Wednesday, February 15, 2012

AAPL...Was today the TOP?

I do not believe so. Today was an excuse to take profits. The stock has run 37.60% in approximately 9 weeks and needed to take a breathe. Antsy traders got an excuse to take profits and the bears piled on short positions spooking other weak holders into selling. While the stock did seem to exhibit characteristics of a climax run, the action was too flawed.

Climax runs tend to culminate

a move over twelve plus weeks, usually out of a late stage base, with a final 2 - 4 week 25% or more advance. Typically the stock will have its biggest one day and week point and percent advance in its entire run, on the highest volume of the entire run, daily and weekly. While daily volume was the highest within the most recent run, the daily and weekly volume were nowhere near the highest days and weeks in its entire run, did not have the highest daily or weekly price and percent advance of the entire run, and it has taken the entire 9 weeks to achieve the 37.6% move. Today's high volume reversal failed to even break hard below the 10 day moving average, indicating controlled panic.

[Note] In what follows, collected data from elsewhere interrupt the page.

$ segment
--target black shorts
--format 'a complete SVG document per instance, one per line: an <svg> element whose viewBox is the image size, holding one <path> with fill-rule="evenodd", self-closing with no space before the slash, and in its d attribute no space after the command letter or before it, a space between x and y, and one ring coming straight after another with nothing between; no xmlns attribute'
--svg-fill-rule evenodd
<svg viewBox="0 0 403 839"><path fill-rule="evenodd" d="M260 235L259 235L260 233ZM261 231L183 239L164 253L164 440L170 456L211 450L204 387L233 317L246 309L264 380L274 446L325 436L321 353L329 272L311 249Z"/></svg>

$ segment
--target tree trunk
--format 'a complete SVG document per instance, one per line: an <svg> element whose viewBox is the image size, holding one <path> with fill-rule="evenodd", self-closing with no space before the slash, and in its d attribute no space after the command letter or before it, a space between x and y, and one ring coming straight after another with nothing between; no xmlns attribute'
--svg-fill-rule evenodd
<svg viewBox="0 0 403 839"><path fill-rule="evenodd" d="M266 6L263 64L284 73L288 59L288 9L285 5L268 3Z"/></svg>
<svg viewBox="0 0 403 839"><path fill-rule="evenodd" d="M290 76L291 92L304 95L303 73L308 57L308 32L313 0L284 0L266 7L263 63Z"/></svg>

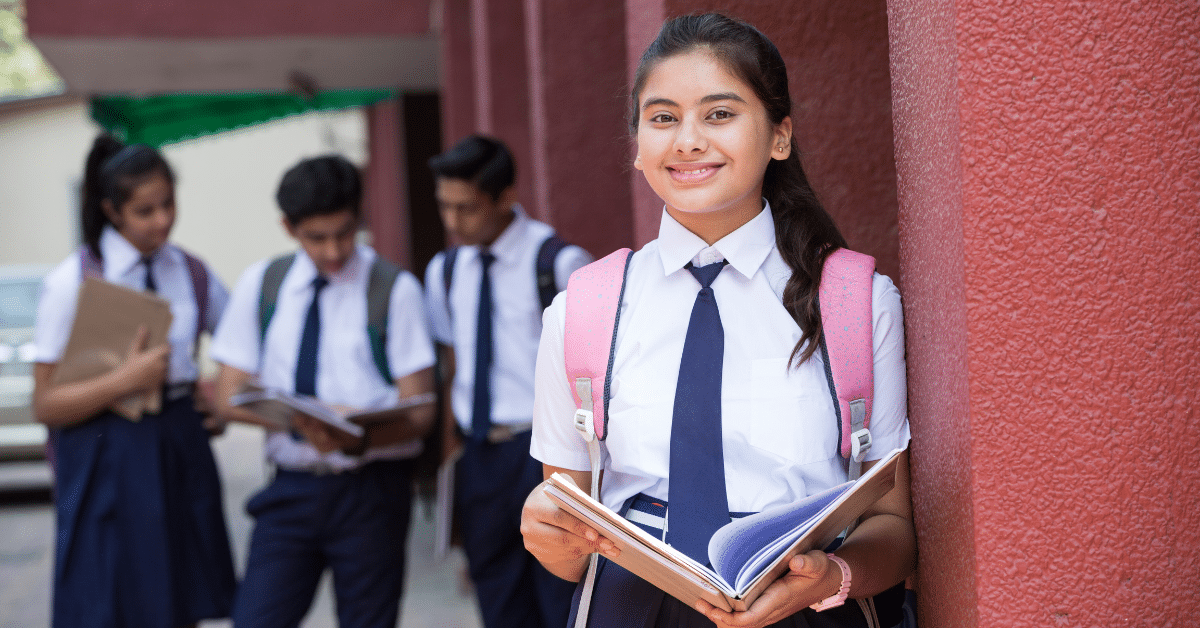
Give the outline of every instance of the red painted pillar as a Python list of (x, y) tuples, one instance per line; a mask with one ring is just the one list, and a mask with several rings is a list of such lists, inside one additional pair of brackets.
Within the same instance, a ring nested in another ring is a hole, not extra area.
[(442, 2), (442, 144), (476, 130), (475, 52), (471, 0)]
[(600, 256), (633, 244), (625, 11), (621, 3), (525, 0), (531, 170), (541, 213)]
[[(534, 195), (530, 167), (529, 72), (524, 0), (472, 0), (475, 128), (504, 141), (517, 163), (517, 196), (535, 217), (544, 210)], [(448, 138), (451, 142), (461, 136)]]
[(402, 116), (398, 98), (367, 108), (370, 147), (367, 172), (363, 178), (363, 213), (375, 251), (405, 268), (411, 268), (412, 236), (408, 220), (404, 127), (400, 123)]
[(1195, 623), (1180, 8), (888, 2), (923, 627)]
[[(628, 68), (626, 70), (626, 88), (622, 92), (622, 120), (628, 121), (630, 109), (629, 87), (633, 85), (634, 74), (637, 73), (638, 61), (642, 53), (662, 28), (667, 15), (665, 0), (625, 0), (625, 45)], [(628, 124), (626, 124), (628, 128)], [(641, 170), (632, 166), (637, 156), (637, 142), (632, 135), (629, 138), (630, 149), (627, 159), (629, 167), (630, 194), (633, 198), (633, 236), (638, 247), (658, 237), (658, 225), (662, 220), (662, 199), (650, 189), (646, 177)]]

Put into the context above, it no longer appears to be climactic action. Just a scary looking, well needed, pause from a powerful leading stock that has the attention of all stock market participants. We can't fully discount the possibility of an early climax, but based on the overall action of the market and majority of other leading stocks, Apple has to be given a chance to prove itself through its first pullback before deciding to sell.

Apple still holds enough ammunition to surprise the stock market with law of large numbers defying growth. If it can deliver another round of products, IPad 3 and IPhone 5, that are again must haves and must have upgrades for even the IPhone 4s and IPad 2 crowd, Apple will defy the law of large numbers and maintain its growth rates.  Also, continued rumors about a real Apple TV set could keep a support level below the stock. If the product is real, revolutionizes TV, and wows buyers right out of the box like Apple does, the dollar margins on the premium Apple will charge, would give them the ability to maintain defying law of large number growth rates even further then anyone imagined.  Based on current valuations, it is attractive to both value and growth players.  There could still be alot of possible pent up demand for the stock.

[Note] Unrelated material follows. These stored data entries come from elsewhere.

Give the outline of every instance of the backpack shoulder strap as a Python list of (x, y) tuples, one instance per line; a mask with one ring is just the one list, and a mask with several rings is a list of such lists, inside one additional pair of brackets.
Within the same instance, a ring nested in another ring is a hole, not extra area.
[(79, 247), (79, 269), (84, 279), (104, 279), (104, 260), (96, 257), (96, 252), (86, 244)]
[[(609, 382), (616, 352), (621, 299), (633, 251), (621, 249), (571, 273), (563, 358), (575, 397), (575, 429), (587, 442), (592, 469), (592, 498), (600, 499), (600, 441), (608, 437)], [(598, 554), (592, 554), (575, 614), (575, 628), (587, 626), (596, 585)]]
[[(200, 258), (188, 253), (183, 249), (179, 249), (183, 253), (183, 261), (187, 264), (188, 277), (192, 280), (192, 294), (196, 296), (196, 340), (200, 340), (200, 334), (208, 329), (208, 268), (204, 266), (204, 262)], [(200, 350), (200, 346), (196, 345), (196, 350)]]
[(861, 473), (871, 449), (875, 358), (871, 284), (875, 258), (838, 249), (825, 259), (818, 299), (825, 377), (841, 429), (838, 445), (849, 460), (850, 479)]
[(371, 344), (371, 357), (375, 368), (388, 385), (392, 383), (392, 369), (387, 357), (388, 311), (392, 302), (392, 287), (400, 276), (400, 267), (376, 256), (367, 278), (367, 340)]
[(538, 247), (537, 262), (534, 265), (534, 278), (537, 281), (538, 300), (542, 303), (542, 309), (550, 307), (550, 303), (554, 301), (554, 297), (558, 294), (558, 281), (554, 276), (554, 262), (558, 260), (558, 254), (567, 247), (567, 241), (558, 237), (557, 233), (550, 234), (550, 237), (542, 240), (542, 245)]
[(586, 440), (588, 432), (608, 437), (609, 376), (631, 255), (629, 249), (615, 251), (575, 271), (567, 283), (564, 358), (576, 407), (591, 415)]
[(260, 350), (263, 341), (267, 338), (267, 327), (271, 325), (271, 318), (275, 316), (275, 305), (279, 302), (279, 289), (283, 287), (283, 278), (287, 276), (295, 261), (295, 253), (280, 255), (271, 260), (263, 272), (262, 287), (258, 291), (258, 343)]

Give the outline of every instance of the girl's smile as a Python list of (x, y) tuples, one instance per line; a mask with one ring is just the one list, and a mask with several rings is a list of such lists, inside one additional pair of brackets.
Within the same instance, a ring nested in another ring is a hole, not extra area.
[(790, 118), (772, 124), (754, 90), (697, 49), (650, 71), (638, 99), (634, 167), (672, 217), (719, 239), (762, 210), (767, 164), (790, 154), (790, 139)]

Of course there are the possibilities that Apple stumbles. The products don't deliver the pizazz Steve Jobs has gotten everyone used to, growth rates decelerate significantly, and users start migrating to the cheaper quickly catching up competition.  There could well be institutions anticipating this result and looking to exit while the liquidity is high.  The first disappointment out of this company could be forgiven as Apple being conservative or in between product lines.  But there will be no room for a second disappointment.

Bottom line...Apple needs to keep delivering surprises and pizzazz to maintain Wall Street's and Main Street's infatuation with the company and stock. If it delivers surprises and the pizazz Wall Street and Main Street are used and more, we could be talking about the first Trillion Dollar Market Capitalization company in the US within the next few months. It will also be trading above $1,000 per share. BUT BUT BUT they MUST MUST MUST continue to surprise and delight us all. Did Steve Jobs leave us one or more surprises?



Full Disclosure: I have not owned any shares of Apple during the current advance.